Book Reviewed: The Big Rewind: A Memoir Brought to You by Pop Culture, by Nathan Rabin
If the AV Club is my favorite website (and it really, really is), then Nathan Rabin is my favorite writer there. I've had a crush on Rabin's often-hilarious writing since I was a measley college freshman who sneaked peeks at the AV Club when I should have been working on papers. Along with current editor-in-chief, Keith Phipps, Rabin has been with the AV Club since its infancy, and he's currently the site's Head Writer. He's not the Club's best writer (I'd give that honor to Noel Murray, probably), but he's the funniest and his love for all things pop culture is ridiculously contagious.
Throughout the years, Rabin has made passing references to a rough childhood. It wasn't until he released his memoir, The Big Rewind, last year that I realized just how rough it really was. His mother abandoned him when he was a toddler, and although his father was basically a saint, Rabin couldn't live with him for many years for a number of reasons (his father had MS, was unemployed and poor, and could barely look out for himself).

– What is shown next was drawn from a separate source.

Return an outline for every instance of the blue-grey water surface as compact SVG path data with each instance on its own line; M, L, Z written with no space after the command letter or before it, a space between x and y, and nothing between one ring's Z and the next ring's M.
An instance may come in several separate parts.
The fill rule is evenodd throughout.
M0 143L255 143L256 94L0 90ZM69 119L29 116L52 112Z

He spent a month in a mental institution for no real fault of his own, then spent all of his teenage years in a Jewish group home. Eventually, he made it through college and into the national spotlight as a well-loved film critic, but it didn't keep him from being haunted by a past he was too ashamed to speak about. Pop culture was the thing that saved him from a life of misery and regret, and eventually it made him feel comfortable enough that he could start talking about his old life.
Rabin's story is a sad one indeed, but he never gets bogged down in the depressing details. Despite battling with depression all his life, he found a purpose in pop culture that lifted him above his problems. It helps that he has a great sense of humor that works very well in this book.
It took me a while to get my hands on a copy of this book, but I'm glad I finally did. I really enjoyed reading The Big Rewind. It's a little uneven at times, though. Rabin has always struck me as someone who occasionally tries too hard for a joke, and sometimes the book has a little too much forced jocularity in it. Luckily, it's offset by some lovely moments of humanity. Rabin always seems to think he's a jerk, but that's clearly not true. The book's best chapters involve his love for his father, his relationships with group home compatriots, and even his failed love affairs with women as troubled as him. My favorite chapter is "You Know Mom's Crazy, Right," in which he meets with the biological mother who abandoned him when he was two years old. It's a bitter meeting, and we get to see Rabin be equally indignant and unsurprised as he talks about his feelings toward this woman. There's nothing neat or cathartic about this chapter, and yet it's a testament to both Rabin's strength and his father's caring hand.
Overall, The Big Rewind isn't the best memoir I've ever read. But it was often funny, insightful, and even sweet. There's a reason I'm so attached to Rabin and the AV Club institution that he proudly claims to be his only stable home.